You can pre-order The Last Exile: A Wakeland Novel now!
Every few years the Australian director-writer Ivan Sen makes a superb crime film. Mystery Road, Goldstone and now Limbo. All are great, and all are harder to find than they should be.
Travis Hurley (Simon Baker) rides into the small outback community of Limbo to see if a twenty-year-old murder case is worth re-opening. Both the victim and the original suspects were Aboriginal, and the investigation was shot through with racism and disinterest.
This isn’t a crusade for Hurley, a chance for a Great Detective to Find the Real Killer. It’s more of a bureaucratic errand. He arrives in an air-conditioned sedan, listening to a gospel radio program, and covered with underworld tattoos. When his car is vandalized, Hurley rents an old Dodge. A former drug squad cop with a secret heroin addiction, he spends as much time holed up in his motel room listening to the interview tapes as investigating.
‘Holed up’ is the word. Much of the town of Limbo is built into the tunnels of a played out opal mine. His hotel room has rock walls, as does the local church. Visually this gives the film an incredibly textured look, as well as a Gothic tinge. The modern world doesn’t seem to exist here, and the past is difficult to access.
Sen’s previous films featured Aaron Pedersen as an Aboriginal detective, but Baker’s Hurley is a white interloper, an outsider. His biggest breaks in the case are given to him only once he earns the community’s trust, specifically the victim’s brother and sister (Rob Collins and Natasha Wanganeen, both excellent). The decisions he makes are informed by their wellbeing.

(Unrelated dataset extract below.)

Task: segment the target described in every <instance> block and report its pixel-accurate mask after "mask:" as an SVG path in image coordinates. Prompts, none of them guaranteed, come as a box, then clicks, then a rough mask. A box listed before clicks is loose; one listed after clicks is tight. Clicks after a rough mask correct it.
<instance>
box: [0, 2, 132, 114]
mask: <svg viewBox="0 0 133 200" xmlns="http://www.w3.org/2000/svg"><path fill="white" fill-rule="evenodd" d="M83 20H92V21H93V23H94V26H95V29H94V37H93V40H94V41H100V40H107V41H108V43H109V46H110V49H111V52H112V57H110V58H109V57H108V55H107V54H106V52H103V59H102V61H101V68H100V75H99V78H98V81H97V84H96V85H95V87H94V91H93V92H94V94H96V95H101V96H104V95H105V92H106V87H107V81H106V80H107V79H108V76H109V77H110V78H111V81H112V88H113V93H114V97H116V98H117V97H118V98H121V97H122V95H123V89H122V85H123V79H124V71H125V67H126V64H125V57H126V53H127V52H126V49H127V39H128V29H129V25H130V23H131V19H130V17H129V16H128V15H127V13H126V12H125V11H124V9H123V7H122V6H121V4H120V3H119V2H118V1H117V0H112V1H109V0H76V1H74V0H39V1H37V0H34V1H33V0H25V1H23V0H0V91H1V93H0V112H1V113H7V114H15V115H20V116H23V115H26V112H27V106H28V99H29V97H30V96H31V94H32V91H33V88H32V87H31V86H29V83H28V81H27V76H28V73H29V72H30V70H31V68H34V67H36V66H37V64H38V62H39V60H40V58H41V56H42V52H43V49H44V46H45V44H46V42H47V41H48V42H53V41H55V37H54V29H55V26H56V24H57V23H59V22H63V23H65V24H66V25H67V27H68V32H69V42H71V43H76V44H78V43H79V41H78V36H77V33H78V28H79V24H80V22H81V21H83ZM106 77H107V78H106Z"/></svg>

Sometimes it feels like Chandler’s description of the hardboiled revolution, “giving murder back to the kinds of people who commit it, and for reasons,” has run its course. So much of modern noir is either self-referential schtick or fantasies about being super cool and super tough. Every crime show on TV is either about a team of wonderful cops, each more wonderful than the next, or a private eye show that’s really about aliens or French espionage or psychics, or a cozy with a title like The Giggle Street Murder Chums.
Limbo is not any of those. It’s realistic yet threaded with symbolism, and it reflects something true and ugly about the world. It’s a terrific noir film.
Australia has a history of great crime film and TV, including the Jack Irish movies, The Empty Beach, I Wake in Fright, Long Weekend, Road Games, Picnic at Hanging Rock, The Proposition, Animal Kingdom, Chopper…the list goes on. The original Mad Max wouldn’t be out of place on that list. As would Limbo, Mystery Road and Goldstone.
My barstool complaint about Canadian crime film and TV can be summed up in, “we should make stuff like Ivan Sen.”
Note: there’s a John Sayles film from 1999, also called Limbo and also pretty good.
Chopper was great. This one sounds good too.